Fire season in California looks different these days. Temperatures are warmer. Fires are bigger and more destructive. Air quality is the worst in decades.
In recent weeks, dozens of wildfires have been burning across the state, threatening to burn rural and suburban communities and envelop cities in a misty haze.
Although fire season is a perennial challenge in California, the scale and destruction of the fires in recent years is worse than anything many can remember.
To see if this is true, the Times analyzed decades of data monitoring the fires in California and the destruction they wreaked. The analysis found that the fires and their combined effects have intensified in recent years and there are few signs that things will improve.
Record fires occur more often. Eight of the 1
Taken together, they make the 10 biggest fires of the previous decade pale.
Hundreds of fires, of various sizes, burn the state every year. The total area consumed has increased significantly over this decade. With the fire season still beginning, 2020 has already broken the all-time record with 3.2 million acres burned so far.
Yosemite National Park
Total burned from 2001 to 10
7.03 million acres
Total burned from 2011 to 20
10.8 million acres
2020: 3.2 million acres
Since the state’s fire season usually doesn’t peak until the fall, when Santa Ana and Diablo winds pick up, this record year could get even worse.

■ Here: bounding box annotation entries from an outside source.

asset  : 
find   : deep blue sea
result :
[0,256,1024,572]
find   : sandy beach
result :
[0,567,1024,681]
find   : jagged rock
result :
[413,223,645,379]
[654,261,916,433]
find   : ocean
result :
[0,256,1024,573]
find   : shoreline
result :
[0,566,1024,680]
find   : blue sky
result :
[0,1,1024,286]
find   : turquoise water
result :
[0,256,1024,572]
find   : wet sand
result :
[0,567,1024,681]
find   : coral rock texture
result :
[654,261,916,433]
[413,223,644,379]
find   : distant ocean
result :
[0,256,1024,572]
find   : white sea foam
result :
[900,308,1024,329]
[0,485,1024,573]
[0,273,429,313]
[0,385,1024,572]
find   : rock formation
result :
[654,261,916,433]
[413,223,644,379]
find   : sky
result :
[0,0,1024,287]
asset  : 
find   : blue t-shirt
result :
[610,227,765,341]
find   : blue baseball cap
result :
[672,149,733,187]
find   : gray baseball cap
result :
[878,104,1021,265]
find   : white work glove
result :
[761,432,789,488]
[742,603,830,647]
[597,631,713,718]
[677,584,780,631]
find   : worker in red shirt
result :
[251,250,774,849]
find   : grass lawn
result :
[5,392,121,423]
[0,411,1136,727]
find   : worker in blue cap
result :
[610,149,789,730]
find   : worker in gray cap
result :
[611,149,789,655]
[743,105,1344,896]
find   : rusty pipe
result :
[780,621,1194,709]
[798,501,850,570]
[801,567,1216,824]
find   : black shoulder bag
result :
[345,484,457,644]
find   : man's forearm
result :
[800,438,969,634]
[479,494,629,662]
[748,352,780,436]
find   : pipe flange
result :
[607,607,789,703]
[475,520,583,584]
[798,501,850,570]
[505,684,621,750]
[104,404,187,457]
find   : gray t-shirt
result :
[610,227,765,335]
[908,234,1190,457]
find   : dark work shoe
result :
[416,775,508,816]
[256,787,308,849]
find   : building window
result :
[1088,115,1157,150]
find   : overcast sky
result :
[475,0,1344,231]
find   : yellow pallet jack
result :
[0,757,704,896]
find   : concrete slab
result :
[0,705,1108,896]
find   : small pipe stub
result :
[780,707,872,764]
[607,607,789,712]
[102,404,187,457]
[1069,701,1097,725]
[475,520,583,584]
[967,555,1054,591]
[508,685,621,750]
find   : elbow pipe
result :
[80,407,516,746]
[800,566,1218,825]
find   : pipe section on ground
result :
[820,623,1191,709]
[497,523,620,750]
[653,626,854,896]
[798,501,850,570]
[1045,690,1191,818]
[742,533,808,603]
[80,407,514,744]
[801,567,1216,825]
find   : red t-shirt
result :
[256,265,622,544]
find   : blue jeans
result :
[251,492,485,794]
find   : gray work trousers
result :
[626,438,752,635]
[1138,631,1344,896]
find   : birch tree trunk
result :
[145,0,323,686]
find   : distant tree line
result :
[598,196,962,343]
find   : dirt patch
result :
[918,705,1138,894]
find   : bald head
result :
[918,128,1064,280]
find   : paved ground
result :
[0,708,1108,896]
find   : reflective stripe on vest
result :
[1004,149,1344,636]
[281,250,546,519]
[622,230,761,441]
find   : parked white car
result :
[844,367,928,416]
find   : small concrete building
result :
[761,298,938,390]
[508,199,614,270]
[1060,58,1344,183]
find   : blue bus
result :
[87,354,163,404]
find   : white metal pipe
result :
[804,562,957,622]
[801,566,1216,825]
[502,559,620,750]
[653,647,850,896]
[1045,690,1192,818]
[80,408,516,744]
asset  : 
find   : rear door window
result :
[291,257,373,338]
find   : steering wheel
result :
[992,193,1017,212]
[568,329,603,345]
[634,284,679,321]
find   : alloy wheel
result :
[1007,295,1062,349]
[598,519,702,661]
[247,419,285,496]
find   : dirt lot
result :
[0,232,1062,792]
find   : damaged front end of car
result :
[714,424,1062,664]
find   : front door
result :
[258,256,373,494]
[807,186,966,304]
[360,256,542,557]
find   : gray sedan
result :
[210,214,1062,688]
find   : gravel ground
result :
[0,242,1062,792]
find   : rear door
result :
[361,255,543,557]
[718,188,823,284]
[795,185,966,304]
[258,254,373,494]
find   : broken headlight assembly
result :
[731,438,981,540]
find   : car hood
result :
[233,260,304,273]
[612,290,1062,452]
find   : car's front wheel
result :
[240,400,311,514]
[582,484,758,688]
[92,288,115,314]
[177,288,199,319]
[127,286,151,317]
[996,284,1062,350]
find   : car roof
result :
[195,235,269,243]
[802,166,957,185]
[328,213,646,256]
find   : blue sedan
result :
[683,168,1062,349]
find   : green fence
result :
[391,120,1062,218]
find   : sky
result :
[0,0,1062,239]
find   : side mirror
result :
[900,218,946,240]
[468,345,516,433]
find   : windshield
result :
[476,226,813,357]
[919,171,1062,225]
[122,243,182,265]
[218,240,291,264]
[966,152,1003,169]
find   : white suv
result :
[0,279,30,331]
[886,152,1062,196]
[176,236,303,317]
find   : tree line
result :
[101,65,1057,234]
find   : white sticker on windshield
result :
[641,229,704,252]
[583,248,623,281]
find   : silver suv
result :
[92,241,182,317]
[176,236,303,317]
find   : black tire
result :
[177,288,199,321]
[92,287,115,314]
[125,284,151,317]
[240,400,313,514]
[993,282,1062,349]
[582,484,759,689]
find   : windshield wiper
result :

Fires are burning more populated areas and damage is increasing.
Californians have long built homes in fire-prone areas, but in recent years they have caused unprecedented property losses to communities. Seven of the 10 most destructive fires in the state’s history have broken out in the past five years.
Damage to home and property is scattered across the state, often isolated in rural areas. Overall, the devastation was enormous. For comparison, there are approximately 5,100 buildings in downtown Los Angeles.
From 2001 to 2010, fires destroyed 12,428 facilities across the state. This is a building footprint of more than twice the size of the center.
However, these totals pale from the past decade, in which nearly 30,000 structures were destroyed. It is the equivalent of more than five Los Angeles centers.
Smoke from fires is contributing to the worst air quality in decades.
Large fires are releasing smoke into the air, blanketing cities in an orange haze.
It’s not just a California problem. Smoke from fires can spread across the country. On Monday, the plumes of smoke reached the Atlantic Ocean.
When smoke from fires settles near the ground, it spreads harmful microscopic particles. These invisible granules, when inhaled, can enter the bloodstream and cause inflammation affecting many parts of the body.
Since 2015, scientists have reported “very unhealthy” levels of these particles in the Napa Valley area 15 times, a reading not recorded in the previous five years.
In Los Angeles, the 4th of July fireworks bring some of the worst air pollution of the year. During the 2018 camp fire, the Napa Valley area experienced 10 days of equally high levels of particulate matter in the air.
Sarah Coefield, an air quality specialist at the Missoula City Health Department, discussed options for mitigating the impact of bad air: “Smoke will continue to occur. We need to plan and build to [it]Coefield recommends improved internal filtration and makes access to that filtration more equitable.
Increased heat and drought are likely to make matters worse.
The average temperature in the state has slowly but steadily increased over the past century. Summers in California are getting warmer. On September 6, Los Angeles County recorded its highest temperature ever when Woodland Hills hit 121 degrees.
Average Summer Temperature in California (June-August)
The hot summer months dry out the vegetation. Combined with lower precipitation levels, large swaths of California are ready for wildfires after years of drought. The largest fires are currently burning in areas that are experiencing moderate or severe drought.
The effect of this climate change is a longer fire season with more favorable conditions for fire.
“There are more opportunities for an ignition that is about to face a bad day,” said Brandon Collins, a scientist at the Center for Fire Research and Outreach at Berkeley Forests. He cites the Creek fire in Fresno County, which started on September 4 and fueled mainly by dead trees ravaged by drought and bark beetles.
What will it take to slow down the spread
Firefighting costs are constantly increasing. In 2018, the U.S. Forest Service spent more than $ 2.6 billion to suppress fires.
These costs could rise this year as concerns over the spread of the coronavirus prompted agencies to adopt a more expensive and aggressive firefighting strategy.
Forest service scientists have long argued that they spend more on fire prevention, including removing vegetation and prescribed burns, warning that an approach focused primarily on suppression will not work.
Expenditure on suppression has jumped to more than half the agency’s budget, up from 15% a few years earlier.
“We have to keep borrowing from forest management funds,” said Agriculture Secretary Sonny Perdue in a message to Congress in 2017. “We end up having to hoard all the money for fire prevention, because we have fear that we will need it to actually fight the fires. “
Without more investment in prevention and systematic change to combat the effects of climate change, experts say California almost certainly has more seasons of record fires in store.
“We are not doomed to endure this,” Collins said of Berkeley Forests. “But it’s not something we can change in a year.”